Arizona voters adopted the Clean Elections system of funding elections to increase public participation in government in a number of ways — to increase the number of candidates running for office, to increase the number of citizens involved in campaigns and to increase discussion of the issues.
It was designed to protect our public dollars by providing the minimum amount of money necessary to run a viable campaign and, with its matching funds provision, to allow candidates to respond to attacks. Permitting this response increases the amount of discussion of issues in a campaign.
The participating versus non-participating funding decision is individual to each race. We’ve seen candidates initially run and win with Clean Elections funding and then seek re-election with private funding once they have met “friends with money.” Likewise, we’ve seen incumbents initially elected with privately funded campaigns choose to run as Clean Elections candidates in subsequent elections.
Also, there are no guarantees. We’ve seen non-participating candidates outspent with and without the triggering of matching funds. And we’ve seen participating candidates outspent two and three to one by non-participating candidates
This citizens’ initiative is doing what it was designed to do — increasing the number of candidates running for office, increasing the number of citizens involved in campaigns and making contributions, and increasing the amount of debate. In 2008, two out of three candidates opted to participate. And the program enjoys an approval rating with the public of 80 percent.

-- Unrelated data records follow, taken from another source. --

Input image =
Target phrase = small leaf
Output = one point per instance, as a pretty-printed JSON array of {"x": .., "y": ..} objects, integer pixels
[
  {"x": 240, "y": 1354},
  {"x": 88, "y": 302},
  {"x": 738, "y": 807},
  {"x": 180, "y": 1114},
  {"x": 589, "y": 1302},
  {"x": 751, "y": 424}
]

Even with, or perhaps because of, such accomplishments, opponents persist in throwing a dizzying array of epithets at Clean Elections, in filing lawsuits and in introducing bills in the Legislature to abolish or fatally alter the system. We can only surmise that they want to return Arizona to the “old days” — nothing “good” about them — with all of its special-interest money and the perception, if not the fact, of corruption.
Clean Elections is democracy at work, and it’s a success story.
—Ann Eschinger is president of the Clean Elections Institute Action Fund.